In the grocery sector, where margins are notoriously thin, a 1% to 2% improvement in conversion or basket size isn’t just a minor win—it’s a transformative revenue event when applied to a company of Tesco’s scale. Executives must prioritize AI investments that move the needle on these specific commercial outcomes, focusing first on high-impact areas like personalized promotions and real-time inventory suggestions. The trade-off often lies in the initial “tech debt” and the high cost of cloud computing and specialized talent versus the long-term gains in operational efficiency. While high-tech personalization requires a significant upfront spend, it eventually lowers the cost of customer acquisition and retention by reducing the reliance on broad, expensive, and often wasteful mass-marketing campaigns. The key is to operationalize AI across the entire value chain so that the cost of the technology is offset by the precision it brings to supply chain and marketing execution.
Modern retail success depends on unifying data, decision-making, and execution into a single AI-driven layer. What are the practical hurdles to integrating these complex legacy systems, and how can a company ensure its technology stack remains flexible enough to adapt as AI capabilities evolve?
The biggest practical hurdle is the “siloed” nature of legacy systems, where loyalty data, inventory levels, and digital storefronts often live in separate, aging databases that don’t talk to one another in real time. Unifying these into a single AI-driven layer requires a massive clean-up of data architecture and a shift toward integrated platforms rather than fragmented point solutions. To remain flexible, retailers must adopt a modular or “headless” commerce approach, where the AI decision-making engine is decoupled from the user interface, allowing them to swap out or upgrade AI models without rebuilding the entire customer-facing site. This prevents the company from being locked into a single technology that might become obsolete in eighteen months as the field of generative AI continues to explode. It’s about building a foundation that is robust enough to handle 24 million households but agile enough to pivot when the next breakthrough in machine learning emerges.

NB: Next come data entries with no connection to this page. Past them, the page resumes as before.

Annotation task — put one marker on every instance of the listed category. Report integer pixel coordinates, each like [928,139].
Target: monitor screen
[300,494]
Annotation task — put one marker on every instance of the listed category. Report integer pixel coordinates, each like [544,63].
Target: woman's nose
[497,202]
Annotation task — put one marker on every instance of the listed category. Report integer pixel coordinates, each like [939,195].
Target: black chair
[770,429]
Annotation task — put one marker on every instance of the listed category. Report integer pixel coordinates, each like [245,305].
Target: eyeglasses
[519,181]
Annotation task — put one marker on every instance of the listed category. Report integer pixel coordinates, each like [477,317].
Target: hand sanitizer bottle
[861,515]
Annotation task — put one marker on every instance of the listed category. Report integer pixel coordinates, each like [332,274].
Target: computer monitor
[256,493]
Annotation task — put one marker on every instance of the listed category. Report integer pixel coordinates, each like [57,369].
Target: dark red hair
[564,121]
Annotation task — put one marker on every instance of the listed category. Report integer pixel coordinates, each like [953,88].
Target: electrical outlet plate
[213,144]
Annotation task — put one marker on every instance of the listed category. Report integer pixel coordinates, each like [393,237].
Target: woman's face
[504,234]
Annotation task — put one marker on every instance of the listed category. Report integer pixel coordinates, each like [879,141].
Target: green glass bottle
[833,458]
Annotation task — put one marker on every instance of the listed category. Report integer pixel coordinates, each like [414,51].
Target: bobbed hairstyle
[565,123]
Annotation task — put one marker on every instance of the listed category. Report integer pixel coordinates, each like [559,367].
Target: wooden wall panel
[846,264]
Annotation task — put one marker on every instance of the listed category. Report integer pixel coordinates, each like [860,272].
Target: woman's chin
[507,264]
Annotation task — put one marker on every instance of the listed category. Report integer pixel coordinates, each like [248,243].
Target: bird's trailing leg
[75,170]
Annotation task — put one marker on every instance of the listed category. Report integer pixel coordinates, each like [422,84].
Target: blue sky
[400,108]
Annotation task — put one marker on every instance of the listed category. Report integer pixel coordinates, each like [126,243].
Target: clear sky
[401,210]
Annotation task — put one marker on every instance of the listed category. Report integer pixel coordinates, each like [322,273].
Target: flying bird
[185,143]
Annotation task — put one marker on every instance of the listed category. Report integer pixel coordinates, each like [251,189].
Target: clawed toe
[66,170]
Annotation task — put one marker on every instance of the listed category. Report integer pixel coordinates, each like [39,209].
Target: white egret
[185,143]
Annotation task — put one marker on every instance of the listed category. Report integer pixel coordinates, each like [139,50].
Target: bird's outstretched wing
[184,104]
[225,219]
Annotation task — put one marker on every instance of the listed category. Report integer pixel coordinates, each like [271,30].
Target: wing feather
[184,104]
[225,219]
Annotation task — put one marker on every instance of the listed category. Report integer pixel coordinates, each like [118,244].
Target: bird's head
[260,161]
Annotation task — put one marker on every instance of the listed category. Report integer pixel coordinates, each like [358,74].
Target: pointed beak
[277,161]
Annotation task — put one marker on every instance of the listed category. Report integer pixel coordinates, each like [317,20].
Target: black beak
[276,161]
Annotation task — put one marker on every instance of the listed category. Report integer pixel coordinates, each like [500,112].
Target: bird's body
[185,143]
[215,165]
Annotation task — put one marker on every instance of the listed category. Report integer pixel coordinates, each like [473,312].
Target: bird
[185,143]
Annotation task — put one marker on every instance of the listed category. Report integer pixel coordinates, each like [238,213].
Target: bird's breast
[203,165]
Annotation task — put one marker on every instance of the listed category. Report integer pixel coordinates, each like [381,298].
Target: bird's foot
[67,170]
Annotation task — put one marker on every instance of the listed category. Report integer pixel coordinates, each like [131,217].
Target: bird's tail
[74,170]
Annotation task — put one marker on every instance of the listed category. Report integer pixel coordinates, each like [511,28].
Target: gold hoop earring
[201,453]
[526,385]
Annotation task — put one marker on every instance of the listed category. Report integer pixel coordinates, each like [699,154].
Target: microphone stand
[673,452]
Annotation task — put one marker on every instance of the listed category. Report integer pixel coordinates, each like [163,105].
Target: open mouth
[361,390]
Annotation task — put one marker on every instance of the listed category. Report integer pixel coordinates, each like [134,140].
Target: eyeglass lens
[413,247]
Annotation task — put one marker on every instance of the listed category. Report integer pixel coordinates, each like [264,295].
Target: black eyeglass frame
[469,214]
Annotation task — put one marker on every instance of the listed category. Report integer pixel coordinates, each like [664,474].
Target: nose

What is your forecast for AI integration in the grocery sector?
I believe we are entering an era where the most successful grocery retailers will transition from being “shops that have websites” to “data companies that sell food.” My forecast is that AI will become the foundational operating system of the grocery industry, moving away from visible features like chatbots and toward invisible, “agentic” systems that manage everything from personalized pricing to autonomous supply chain adjustments. We will see a shift where no single provider tries to build the whole stack alone; instead, we will see more deep-tier partnerships between retail giants and software titans to own the entire AI-driven customer journey. Ultimately, the winners will be those who can make the technology so seamless that the customer never has to think about it—they will simply feel that the store understands their needs, saves them money, and respects their time with uncanny accuracy.